In the amusement park that is financial markets, each asset class has a few favorite rides. When the place is packed, it’s tough for any given asset class to take too many turns on any given ride within a certain amount of time. A big old rally is the bond market’s favorite ride, but an ample supply of warm bodies at trade desks often serves to limit how often they can take that ride without good reason.
But the theme park was much less crowded today as warm bodies are increasingly out of the office for an extended weekend thanks to an early close tomorrow and full closure on the 4th. Shorter lines means those left in the park have their run of the place. Even if this wasn’t the underlying motivation for today’s gains, it definitely made those gains bigger than they otherwise would be (see this primer for more background).
Underlying motivation is a tough sell today because the best case to be made is for Bank of England president Carney’s dovish speech. The catch is that British markets reacted to that speech almost completely before US Treasuries even began to move in the same direction.

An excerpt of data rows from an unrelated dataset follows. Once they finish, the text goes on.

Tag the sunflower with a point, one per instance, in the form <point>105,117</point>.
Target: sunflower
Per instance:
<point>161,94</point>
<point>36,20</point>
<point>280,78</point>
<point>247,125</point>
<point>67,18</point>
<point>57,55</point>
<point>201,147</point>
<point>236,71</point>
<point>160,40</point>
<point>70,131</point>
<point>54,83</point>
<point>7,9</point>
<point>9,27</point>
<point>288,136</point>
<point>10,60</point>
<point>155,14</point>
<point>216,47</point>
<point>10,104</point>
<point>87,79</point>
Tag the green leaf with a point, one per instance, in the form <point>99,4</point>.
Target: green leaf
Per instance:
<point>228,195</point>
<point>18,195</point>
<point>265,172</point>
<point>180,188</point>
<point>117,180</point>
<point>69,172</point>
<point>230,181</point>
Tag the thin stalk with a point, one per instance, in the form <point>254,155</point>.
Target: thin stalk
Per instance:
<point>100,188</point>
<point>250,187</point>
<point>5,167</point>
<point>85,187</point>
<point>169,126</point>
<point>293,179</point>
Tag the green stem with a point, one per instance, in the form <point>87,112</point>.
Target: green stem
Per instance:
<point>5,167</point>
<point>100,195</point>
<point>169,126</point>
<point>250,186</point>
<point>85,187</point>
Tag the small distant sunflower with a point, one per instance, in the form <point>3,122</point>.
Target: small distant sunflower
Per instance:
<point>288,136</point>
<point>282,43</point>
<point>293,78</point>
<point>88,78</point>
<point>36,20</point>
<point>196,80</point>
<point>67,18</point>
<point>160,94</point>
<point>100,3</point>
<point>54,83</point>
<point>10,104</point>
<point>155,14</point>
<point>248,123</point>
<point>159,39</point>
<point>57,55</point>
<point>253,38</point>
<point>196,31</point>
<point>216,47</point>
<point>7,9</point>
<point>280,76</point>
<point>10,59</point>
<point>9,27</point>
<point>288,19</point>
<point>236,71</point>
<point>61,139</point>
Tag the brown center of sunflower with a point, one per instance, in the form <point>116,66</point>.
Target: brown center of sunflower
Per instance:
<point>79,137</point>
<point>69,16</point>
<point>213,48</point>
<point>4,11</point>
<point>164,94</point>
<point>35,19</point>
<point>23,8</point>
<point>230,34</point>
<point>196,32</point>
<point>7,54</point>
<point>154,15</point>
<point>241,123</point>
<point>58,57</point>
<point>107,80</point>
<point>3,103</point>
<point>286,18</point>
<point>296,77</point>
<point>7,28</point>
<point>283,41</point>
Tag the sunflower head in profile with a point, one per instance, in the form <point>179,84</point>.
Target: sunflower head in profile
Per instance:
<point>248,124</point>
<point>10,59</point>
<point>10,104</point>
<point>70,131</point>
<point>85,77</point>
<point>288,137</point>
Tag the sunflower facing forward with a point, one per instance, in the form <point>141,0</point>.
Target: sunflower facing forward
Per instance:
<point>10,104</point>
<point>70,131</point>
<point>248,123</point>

So sure… if you step back far enough to ignore the minute-to-minute comparisons, you might conclude that Treasuries were led lower by British yields, but it’s really hard to prove that scientifically once the microscope gets involved.
Either way, none of the gains changed the bigger picture, wherein yields have been range-bound between the same highs and lows since Fed day (June 19). That will likely change after Friday’s NFP if not by tomorrow afternoon. If it changes tomorrow, however, it would require ADP and ISM to come out weaker than expected. Otherwise, yields would likely retreat back into the prevailing range to wait for NFP on the other side of the holiday.